Kathmandu Valley used to be a big lake. Bagmati River formed the big lake over 1 million years ago. The Bagmati River is considered a source of Nepalese civilisation and urbanization.
It flows through the Kathmandu Valley of Nepal, the 2,000-to 3,000-metre range is the southern boundary of the “Middle Hills” across Nepal, an important cultural boundary between distinct Nepalese and more Indian cultures and languages, as well as a major geological feature.
The Bagmati River Delta, including the Kathmandu Valley, lies between the much wider Gandaki Delta to the west and the Kosi Basin to the east. Without glacial sources, the flow is more dependent on rainfall, becoming very low during the hot season, then peaking during the monsoon season.
A view of Bagmati River at Sundarijal (Wikipedia)
The river Bagmati flows 128.6 m/km into Shivapuri Area and 2.7 m/km into Kathmandu. The river runs at a gradient of 16.4 m/km in Mahabharat, the gradient is reduced to 3.4 m/km Siwaliks and further in the Terai to 1.1 m/km.
Water flowing in the river is deemed sacred and is used for spiritual and ceremonial rituals in the several significant temples on the banks of the river. The river flows through Kathmandu, the political and economic hub of the world, as well through the gateway to tourism in Nepal.
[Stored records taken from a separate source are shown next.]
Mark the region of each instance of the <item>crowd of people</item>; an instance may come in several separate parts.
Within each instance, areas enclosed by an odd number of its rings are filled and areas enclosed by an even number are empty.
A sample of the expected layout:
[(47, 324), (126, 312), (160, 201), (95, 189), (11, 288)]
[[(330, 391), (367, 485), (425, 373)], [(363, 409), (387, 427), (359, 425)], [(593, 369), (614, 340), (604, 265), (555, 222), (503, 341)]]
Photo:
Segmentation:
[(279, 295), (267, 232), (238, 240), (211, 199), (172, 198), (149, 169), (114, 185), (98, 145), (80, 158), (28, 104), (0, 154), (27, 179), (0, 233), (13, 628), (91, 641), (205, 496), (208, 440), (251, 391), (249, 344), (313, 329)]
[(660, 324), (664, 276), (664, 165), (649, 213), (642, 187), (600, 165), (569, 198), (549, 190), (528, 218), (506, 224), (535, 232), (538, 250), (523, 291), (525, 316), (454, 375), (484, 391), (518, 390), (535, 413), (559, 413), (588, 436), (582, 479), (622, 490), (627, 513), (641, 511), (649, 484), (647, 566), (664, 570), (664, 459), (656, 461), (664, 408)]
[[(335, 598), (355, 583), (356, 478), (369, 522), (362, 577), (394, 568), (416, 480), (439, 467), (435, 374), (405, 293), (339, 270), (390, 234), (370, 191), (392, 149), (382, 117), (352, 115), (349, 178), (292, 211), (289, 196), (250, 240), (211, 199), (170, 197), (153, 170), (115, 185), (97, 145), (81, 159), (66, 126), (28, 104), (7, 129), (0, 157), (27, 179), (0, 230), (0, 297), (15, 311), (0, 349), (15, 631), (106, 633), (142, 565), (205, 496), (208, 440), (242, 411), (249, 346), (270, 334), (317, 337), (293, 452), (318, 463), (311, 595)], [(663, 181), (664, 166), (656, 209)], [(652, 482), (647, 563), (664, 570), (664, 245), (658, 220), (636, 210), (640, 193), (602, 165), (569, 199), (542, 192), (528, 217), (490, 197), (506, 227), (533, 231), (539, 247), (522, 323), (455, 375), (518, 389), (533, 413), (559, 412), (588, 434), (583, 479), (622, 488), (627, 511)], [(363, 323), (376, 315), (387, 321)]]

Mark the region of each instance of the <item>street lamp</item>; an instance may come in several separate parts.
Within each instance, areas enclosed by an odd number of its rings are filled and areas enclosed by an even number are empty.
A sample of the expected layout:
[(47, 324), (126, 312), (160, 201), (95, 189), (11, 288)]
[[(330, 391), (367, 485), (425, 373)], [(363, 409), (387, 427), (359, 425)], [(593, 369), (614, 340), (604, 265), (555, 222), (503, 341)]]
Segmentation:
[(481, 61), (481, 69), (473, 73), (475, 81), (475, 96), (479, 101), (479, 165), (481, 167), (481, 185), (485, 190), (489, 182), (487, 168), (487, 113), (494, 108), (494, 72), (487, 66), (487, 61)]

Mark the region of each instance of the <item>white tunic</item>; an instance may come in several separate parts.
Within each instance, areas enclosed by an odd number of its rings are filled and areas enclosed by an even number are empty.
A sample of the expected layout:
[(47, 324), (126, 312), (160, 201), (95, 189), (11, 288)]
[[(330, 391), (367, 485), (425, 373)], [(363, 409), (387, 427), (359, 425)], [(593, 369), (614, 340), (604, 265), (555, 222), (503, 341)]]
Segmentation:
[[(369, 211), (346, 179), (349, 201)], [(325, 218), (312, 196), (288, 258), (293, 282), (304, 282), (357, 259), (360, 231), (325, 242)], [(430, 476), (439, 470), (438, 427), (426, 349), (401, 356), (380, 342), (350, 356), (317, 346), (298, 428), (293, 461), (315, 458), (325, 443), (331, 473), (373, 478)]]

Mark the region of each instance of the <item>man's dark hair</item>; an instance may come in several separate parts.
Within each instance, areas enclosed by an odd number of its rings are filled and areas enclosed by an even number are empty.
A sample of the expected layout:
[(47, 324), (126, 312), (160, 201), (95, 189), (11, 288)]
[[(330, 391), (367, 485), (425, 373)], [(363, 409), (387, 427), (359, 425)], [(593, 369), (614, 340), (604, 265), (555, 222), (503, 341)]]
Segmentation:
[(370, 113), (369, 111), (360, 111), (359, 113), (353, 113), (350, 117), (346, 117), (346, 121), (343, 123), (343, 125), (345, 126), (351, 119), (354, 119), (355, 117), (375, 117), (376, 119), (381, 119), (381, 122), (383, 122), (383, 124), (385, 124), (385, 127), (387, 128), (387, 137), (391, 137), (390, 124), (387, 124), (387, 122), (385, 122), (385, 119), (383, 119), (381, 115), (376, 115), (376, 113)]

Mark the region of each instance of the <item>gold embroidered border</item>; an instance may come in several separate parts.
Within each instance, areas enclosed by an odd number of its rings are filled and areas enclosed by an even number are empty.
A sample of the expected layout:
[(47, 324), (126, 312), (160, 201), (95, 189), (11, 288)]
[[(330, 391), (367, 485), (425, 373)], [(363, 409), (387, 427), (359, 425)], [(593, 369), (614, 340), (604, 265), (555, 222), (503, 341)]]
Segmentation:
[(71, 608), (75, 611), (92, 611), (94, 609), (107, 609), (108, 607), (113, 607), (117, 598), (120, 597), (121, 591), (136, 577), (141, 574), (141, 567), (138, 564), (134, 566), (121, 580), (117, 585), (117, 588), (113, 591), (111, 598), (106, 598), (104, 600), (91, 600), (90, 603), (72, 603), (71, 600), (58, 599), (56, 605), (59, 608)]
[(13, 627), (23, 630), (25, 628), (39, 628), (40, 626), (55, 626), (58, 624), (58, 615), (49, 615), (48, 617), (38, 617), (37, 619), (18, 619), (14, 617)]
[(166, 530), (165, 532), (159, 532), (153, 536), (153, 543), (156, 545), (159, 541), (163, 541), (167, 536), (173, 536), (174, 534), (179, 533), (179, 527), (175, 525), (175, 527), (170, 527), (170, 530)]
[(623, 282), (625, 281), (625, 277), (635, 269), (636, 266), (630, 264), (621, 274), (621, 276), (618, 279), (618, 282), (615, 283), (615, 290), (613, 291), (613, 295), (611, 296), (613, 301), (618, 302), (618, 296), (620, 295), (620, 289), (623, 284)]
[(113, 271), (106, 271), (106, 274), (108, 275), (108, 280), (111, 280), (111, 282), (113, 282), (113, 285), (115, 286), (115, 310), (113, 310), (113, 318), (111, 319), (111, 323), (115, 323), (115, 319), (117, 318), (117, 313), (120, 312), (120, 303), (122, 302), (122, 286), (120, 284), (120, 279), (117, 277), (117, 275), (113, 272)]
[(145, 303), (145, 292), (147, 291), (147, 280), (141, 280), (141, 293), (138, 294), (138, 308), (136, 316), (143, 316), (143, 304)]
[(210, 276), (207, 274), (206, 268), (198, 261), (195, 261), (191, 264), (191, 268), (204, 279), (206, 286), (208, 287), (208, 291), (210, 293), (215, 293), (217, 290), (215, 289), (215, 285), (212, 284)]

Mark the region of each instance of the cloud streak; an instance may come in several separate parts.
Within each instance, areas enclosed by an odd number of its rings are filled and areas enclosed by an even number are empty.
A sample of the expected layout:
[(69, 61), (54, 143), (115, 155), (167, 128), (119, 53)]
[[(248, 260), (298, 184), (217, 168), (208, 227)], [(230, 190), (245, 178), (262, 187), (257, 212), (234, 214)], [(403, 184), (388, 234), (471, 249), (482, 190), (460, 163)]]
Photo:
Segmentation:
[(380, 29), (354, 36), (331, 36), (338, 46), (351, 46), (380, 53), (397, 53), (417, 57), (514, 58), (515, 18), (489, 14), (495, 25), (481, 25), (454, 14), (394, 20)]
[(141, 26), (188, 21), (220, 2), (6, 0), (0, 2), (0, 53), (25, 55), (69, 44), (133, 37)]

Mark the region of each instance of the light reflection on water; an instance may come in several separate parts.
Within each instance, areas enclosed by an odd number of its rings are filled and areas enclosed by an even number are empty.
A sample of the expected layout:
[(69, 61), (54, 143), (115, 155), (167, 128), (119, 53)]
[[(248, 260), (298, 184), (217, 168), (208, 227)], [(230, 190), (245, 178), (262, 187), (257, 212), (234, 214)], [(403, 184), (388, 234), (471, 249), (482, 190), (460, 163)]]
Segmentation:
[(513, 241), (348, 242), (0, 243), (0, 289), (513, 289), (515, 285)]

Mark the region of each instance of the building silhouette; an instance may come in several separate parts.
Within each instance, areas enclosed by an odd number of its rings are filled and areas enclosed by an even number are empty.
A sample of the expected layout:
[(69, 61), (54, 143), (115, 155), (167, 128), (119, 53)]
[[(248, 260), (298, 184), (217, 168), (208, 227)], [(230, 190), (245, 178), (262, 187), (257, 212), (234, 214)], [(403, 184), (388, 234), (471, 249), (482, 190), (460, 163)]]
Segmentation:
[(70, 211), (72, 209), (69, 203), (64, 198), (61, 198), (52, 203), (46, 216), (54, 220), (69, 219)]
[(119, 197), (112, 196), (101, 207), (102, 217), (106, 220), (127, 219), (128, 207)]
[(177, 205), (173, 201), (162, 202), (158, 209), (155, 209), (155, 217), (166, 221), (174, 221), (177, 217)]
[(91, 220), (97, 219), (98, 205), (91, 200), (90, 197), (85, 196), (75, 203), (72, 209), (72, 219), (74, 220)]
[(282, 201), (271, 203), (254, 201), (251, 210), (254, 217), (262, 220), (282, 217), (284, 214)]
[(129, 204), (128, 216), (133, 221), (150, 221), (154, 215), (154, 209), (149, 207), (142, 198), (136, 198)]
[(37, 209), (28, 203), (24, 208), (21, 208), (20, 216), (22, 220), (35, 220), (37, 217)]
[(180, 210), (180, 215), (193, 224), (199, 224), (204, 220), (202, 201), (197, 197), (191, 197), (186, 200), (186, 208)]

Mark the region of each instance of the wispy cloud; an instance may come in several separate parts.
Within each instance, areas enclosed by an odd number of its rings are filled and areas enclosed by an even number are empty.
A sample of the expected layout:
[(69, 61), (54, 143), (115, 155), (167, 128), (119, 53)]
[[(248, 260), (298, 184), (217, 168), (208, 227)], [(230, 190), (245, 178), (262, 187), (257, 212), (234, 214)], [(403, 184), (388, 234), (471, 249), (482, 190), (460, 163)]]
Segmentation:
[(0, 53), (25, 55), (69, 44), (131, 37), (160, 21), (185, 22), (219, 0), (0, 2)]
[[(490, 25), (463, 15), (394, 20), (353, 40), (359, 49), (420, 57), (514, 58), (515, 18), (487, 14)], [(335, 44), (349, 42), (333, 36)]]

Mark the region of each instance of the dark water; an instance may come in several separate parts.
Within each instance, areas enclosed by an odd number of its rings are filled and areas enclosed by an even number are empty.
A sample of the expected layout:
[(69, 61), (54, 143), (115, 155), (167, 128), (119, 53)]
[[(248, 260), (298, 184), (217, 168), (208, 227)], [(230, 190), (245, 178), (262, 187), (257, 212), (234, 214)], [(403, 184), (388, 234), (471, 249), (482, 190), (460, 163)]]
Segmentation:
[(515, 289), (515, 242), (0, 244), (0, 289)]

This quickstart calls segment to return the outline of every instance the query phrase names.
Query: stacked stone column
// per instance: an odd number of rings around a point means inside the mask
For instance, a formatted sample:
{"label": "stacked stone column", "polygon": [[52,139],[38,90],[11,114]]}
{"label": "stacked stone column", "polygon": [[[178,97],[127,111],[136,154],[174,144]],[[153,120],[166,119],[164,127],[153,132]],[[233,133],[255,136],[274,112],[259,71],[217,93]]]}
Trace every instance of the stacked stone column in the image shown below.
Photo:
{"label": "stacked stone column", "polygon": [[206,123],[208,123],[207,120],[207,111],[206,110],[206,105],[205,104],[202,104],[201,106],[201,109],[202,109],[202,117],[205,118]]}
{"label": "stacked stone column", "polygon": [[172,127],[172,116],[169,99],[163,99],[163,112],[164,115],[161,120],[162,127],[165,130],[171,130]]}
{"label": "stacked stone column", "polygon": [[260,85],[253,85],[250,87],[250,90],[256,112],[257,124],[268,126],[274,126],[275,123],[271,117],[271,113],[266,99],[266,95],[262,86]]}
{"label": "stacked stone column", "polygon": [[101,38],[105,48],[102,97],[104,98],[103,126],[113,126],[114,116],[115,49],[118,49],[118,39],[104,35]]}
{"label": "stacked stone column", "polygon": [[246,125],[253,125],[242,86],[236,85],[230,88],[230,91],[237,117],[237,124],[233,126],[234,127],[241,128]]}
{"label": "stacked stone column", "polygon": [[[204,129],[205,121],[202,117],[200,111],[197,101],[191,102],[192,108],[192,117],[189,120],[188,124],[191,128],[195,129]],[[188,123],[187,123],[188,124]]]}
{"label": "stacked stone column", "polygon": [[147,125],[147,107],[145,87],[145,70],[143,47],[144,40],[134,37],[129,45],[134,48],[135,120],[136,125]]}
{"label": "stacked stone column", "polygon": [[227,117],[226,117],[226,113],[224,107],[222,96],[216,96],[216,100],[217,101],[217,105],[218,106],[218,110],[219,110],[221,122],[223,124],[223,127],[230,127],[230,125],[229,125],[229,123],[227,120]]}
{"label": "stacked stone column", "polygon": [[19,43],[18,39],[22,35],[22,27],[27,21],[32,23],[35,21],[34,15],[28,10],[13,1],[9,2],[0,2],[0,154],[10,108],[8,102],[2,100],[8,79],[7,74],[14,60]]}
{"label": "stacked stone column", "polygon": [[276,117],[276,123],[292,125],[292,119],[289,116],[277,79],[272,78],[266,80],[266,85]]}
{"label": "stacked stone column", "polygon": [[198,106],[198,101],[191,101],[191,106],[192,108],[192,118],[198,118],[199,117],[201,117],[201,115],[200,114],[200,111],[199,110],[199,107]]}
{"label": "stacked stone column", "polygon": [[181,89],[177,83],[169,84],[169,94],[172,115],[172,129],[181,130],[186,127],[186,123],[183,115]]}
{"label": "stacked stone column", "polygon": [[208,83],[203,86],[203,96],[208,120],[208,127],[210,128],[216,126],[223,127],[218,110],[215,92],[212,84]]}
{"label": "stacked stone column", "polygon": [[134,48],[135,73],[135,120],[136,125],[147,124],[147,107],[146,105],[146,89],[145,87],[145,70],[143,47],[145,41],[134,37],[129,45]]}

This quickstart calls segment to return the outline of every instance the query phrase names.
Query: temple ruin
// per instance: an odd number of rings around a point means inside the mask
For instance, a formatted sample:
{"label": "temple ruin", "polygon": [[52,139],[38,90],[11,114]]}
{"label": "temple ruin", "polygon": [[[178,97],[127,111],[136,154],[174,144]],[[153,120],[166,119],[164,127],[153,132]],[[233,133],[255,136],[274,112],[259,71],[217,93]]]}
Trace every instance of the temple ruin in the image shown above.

It supplies most of the city’s drinking water in its upper basin and generates hydropower in the Bagmati River basin by the Kulekhani, which is the only reservoir-type hydroelectric power station in Nepal with an installed capacity of 60 MW, with two units of 30 MW each.
The expected annual energy generation capacity of this plant is 165 GWH as primary energy and 46 GWH as secondary energy, contributing about 7% to the Integrated Nepal Power System (INPS)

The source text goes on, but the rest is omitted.